Our gentle, quiet, strong, and sacrificial Papa. It’s been a year now since he went home to the Father, but I think of him often. I can’t help but miss the friend he was to me, but I also want to purposefully remember the details about him so that I don’t forget him with time. He is so much a part of who I am that I know I could never really forget him. There is so much joy in remembering that.
The lessons and values he instilled in me have helped shape my thoughts and actions and I am grateful for the things Papa taught me. That man lived through so much and held so much wisdom. I couldn’t help but share a few of those things. Grandpas are special, and I was fortunate enough to know mine and learn so much from him.
From a young age, Papa’s family was a priority. When his dad suffered from a stroke and was no longer able to work, Papa, without hesitation, enlisted himself into the Navy at seventeen in order to send money back home. Afterward, he forewent a college education at Auburn University in order to work and take care of his mother and sisters, one of which was dying of cancer.
He experienced hardship in a way I cannot begin to relate to, and he chose to sacrifice so that his family would be taken care of. That didn’t change as he had children and then grandchildren. He has always lived in such a way as to be able to save and give what he had to those he cared about most – his family.
Papa taught me the gift of family and how special that is. Family comes first, and at the end of the day, they are what matter most.
The Value of Hard Work
Papa taught me about the reward of hard work and labor with your own two hands. I learned this on our walks through the growing vegetable garden and talks over iced tea admiring our freshly mowed lawn. My grandfather worked tirelessly (yes, to provide) but I am convinced he secretly loved the satisfaction of it all.
There is so much to be said for pouring yourself into something and getting to witness the fruits of your labor. Even when the process isn’t “fun” or “enjoyable,” the reward of seeing what your hard work produces is a feeling that makes it all worth it. I am thankful every day to have witnessed this lesson first hand.
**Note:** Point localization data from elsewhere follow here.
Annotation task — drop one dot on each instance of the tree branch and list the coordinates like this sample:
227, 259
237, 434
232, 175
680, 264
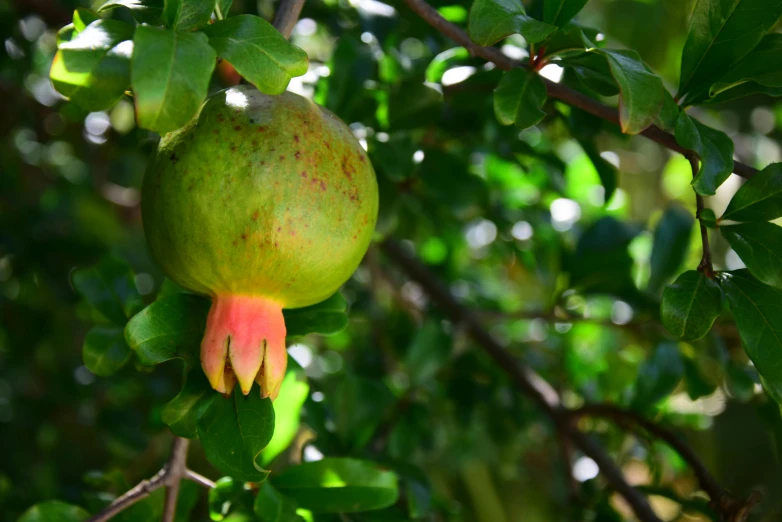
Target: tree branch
729, 509
555, 90
523, 377
170, 477
287, 15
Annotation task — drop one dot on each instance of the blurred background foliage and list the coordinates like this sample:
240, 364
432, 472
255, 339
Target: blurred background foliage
516, 224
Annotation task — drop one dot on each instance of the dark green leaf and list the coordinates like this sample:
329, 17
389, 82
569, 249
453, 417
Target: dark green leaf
715, 149
234, 431
105, 351
759, 199
721, 33
287, 410
690, 305
326, 318
757, 308
258, 52
144, 11
93, 68
109, 287
82, 18
170, 327
759, 245
671, 243
54, 511
335, 485
519, 98
181, 412
492, 20
641, 93
187, 15
272, 506
658, 376
559, 12
170, 73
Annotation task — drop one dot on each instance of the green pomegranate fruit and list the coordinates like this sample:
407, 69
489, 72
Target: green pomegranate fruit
263, 203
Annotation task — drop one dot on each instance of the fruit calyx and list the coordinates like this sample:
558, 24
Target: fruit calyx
245, 342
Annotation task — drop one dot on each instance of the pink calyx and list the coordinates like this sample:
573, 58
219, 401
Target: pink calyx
244, 341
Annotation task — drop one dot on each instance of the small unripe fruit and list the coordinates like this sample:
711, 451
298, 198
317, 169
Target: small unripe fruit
263, 203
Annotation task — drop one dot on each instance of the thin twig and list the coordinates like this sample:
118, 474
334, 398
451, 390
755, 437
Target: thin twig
287, 15
555, 90
523, 377
170, 476
729, 508
199, 479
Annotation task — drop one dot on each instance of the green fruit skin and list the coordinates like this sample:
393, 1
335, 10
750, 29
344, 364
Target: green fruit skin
260, 195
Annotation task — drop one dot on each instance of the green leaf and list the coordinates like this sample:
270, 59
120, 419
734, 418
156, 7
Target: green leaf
181, 412
82, 18
337, 485
759, 245
641, 93
287, 410
759, 199
721, 33
170, 74
690, 305
492, 20
187, 15
104, 351
110, 288
757, 308
658, 376
93, 68
763, 65
326, 318
234, 431
258, 52
671, 243
715, 149
170, 327
272, 506
54, 511
144, 11
560, 12
519, 98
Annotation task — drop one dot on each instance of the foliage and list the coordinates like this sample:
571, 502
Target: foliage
580, 249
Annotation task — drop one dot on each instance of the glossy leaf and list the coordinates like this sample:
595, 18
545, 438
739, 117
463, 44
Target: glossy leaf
327, 317
109, 287
759, 245
338, 485
258, 52
721, 33
757, 308
187, 15
519, 98
105, 351
559, 12
641, 93
272, 506
54, 511
234, 431
691, 305
671, 243
93, 68
181, 412
144, 11
715, 149
759, 199
170, 327
492, 20
170, 74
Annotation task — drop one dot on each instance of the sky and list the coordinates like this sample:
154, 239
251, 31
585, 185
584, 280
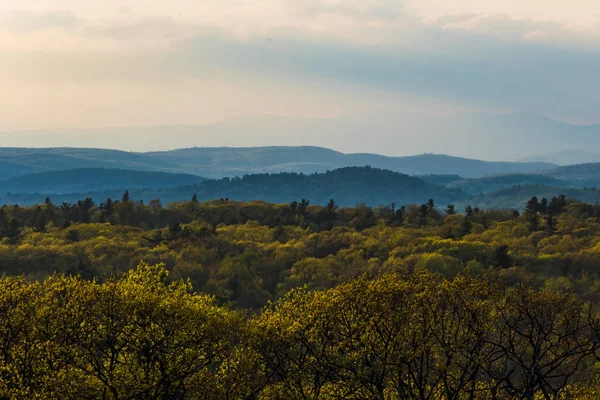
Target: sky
92, 64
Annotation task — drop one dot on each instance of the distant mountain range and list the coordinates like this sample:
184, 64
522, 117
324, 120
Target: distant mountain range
348, 186
229, 161
95, 179
283, 174
484, 136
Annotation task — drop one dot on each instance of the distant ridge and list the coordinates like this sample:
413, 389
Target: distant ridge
95, 179
478, 135
348, 186
217, 162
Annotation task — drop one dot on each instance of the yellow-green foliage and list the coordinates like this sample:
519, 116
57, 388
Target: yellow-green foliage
402, 335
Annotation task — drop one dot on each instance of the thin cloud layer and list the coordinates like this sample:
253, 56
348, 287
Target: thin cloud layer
473, 60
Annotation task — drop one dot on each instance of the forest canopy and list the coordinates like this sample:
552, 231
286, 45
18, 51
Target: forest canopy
224, 299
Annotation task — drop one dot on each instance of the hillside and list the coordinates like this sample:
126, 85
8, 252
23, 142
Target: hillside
579, 172
232, 161
498, 182
94, 179
472, 135
23, 161
348, 186
517, 196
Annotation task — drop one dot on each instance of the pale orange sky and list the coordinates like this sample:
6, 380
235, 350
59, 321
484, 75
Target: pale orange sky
94, 63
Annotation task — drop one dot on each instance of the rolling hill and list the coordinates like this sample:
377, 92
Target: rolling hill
94, 179
230, 161
478, 135
348, 186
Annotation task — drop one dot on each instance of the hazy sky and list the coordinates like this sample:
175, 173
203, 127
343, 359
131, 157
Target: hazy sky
90, 63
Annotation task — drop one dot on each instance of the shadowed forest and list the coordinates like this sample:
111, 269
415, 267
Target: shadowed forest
253, 300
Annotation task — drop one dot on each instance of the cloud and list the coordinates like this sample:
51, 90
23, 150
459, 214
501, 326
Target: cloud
478, 59
23, 21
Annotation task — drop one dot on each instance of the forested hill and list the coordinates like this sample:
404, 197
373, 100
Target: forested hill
348, 186
230, 161
95, 179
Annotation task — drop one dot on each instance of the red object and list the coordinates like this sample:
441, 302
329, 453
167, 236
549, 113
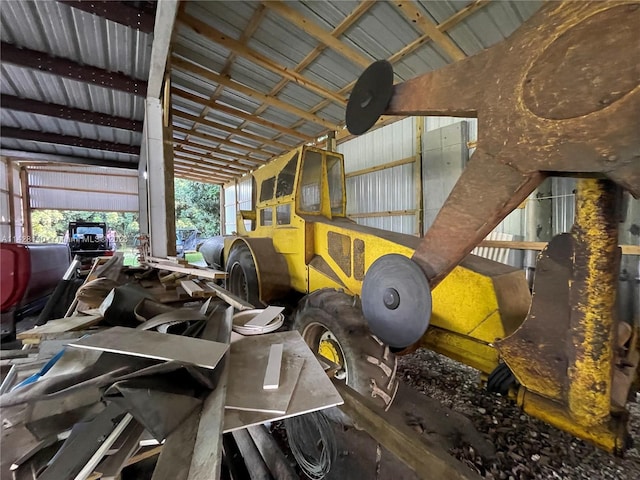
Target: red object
29, 272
Teach People How to Treat You
I remember one time complaining to Papa about the way I had been treated at a job during his last months here. I tend to be the biggest people pleaser and sometimes that means caring too much about what others think or getting walked over. I remember Papa telling me to “make them respect you.”
I thought about this for a while, and what he meant by that. Papa has always carried himself with so much dignity and humble confidence, that he didn’t have to tell someone to respect him, they simply did because he respected himself. I believe that is what he meant.
We teach someone to respect us first by knowing our own worth and value, which shapes the way we act and respond to whatever comes our way and whoever we encounter. I’ve never met a man more consistent and sure of who they were. He was “our rock” and still is.
People Don’t Owe You Anything
Papa taught us not to go through life expecting things to be done for you or believing that you are “owed” anything. Coming from humble beginnings, Papa worked his entire life and never expected anything to be done for him or handed to him. Not once did I ever hear him complain about the life he was handed. He found joy in simple things and ultimately in Christ. My grandfather understood that every breath on this earth was an undeserved gift of grace and that drove everything he did.
Other people don’t owe you a thing, and that is a hard truth to believe, but knowing that changes everything! You are much less disappointed when someone doesn’t meet the expectations you have for them. We also better ourselves when we realize we are not owed anything because we see our own capability and potential! This lesson made me slower to complain and helped me not to be disappointed by other people so much.
Be Quick to Listen and Slow to Speak
My grandfather taught me the value of being quick to listen and slow to speak. This is a lesson I will probably never master the way Papa did. The tongue as we know is one of the hardest things to tame. Maybe it was the way Papa grew up, having been faced with a lot of trials early on in life, that he kept a lot of things to himself. But I also believe my grandfather just walked in a great deal of wisdom and understood the value of being slower to speak and quick to listen. Which made the words he did speak, that much more impactful.
“Be good,” he told me before I drove away from our visits each week. The sweetest and simplest lesson of them all. Papa was a man of few words, but these two words said many things to me. They summed up his way of life and who he was. I think of something John Piper once said – “All heroes are shadows of Christ.” Papa wasn’t perfect and never pretended to be, but he always did his best to be a shadow of Christ. He was our hero and because of him, I understand the character of the Lord so much better.